In the above mentioned devices the characteristics of the springs are such that the spring force increases proportionally with the deformation so that the force is initially high in order to be able to move the piston to the required position of the piston in a cartridge and fading out during the movement.
U.S. Pat. No. 5,478,316 (Bitdinger et al) describes a device for automatic injection of a material into the body. In order to avoid the high impact of prior art devices, the device is provided with a constant force spring for moving a syringe assembly with respect to a housing and towards the skin of the patient, and for urging a rod in the direction of a piston provided inside a cartridge. The force exerted by the constant force spring is said to be sufficient to overcome the friction between the piston and the cartridge and between the needle and the user's skin.

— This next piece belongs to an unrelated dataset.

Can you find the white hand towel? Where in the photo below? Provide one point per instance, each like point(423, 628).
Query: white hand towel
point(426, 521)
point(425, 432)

Even though U.S. Pat. No. 5,478,316 describes the avoidance of a high impact, the device disclosed is not provided with means in order to set the force exerted on the rod to a predetermined force value, thus the advantage of applying a force to the rod that is within a predetermined force range is not described. Moreover, the device is not provided with means in order to set a predetermined dose of medicament to be delivered.
In order to solve the problem with both high impact and dose setting, WO 01/87384 A1 describes an injection device for injecting set doses from a container, which doses are set by operation of a dose setting button by which operation elastic torsion rods positioned parallel with the longitudinal axis of the device are twisted. By the dose setting a torque is transmitted from the dose setting button to the rods through gear transmissions comprising a toothing carried by a tubular part coupled to the dose setting button to rotate with this button. The toothing engages pinions fixed to the proximal ends of the torsion rods, which are made from a super elastic material, which can stand a deformation larger than 2% without being permanently deformed. However, this injection device does not offer the opportunity to cancel a dose or the opportunity to accumulate more energy in order to deliver a large dose or predetermined doses at multiple injection sites. Moreover, the device has the torsion rods positioned alongside of the cartridge, which is not favourable in the case when a torsion rod breaks, since said break can damage the cartridge.
It is also known that the finer the pitch of grooving, i.e. the finer the screw pitch in the interior of a drive nut, i.e. the finer the pitch of grooving of the thread on a rod, the higher the force provided to the piston. Further, none of the above mentioned documents mention how to bring more of a spring force to an efficient output torque.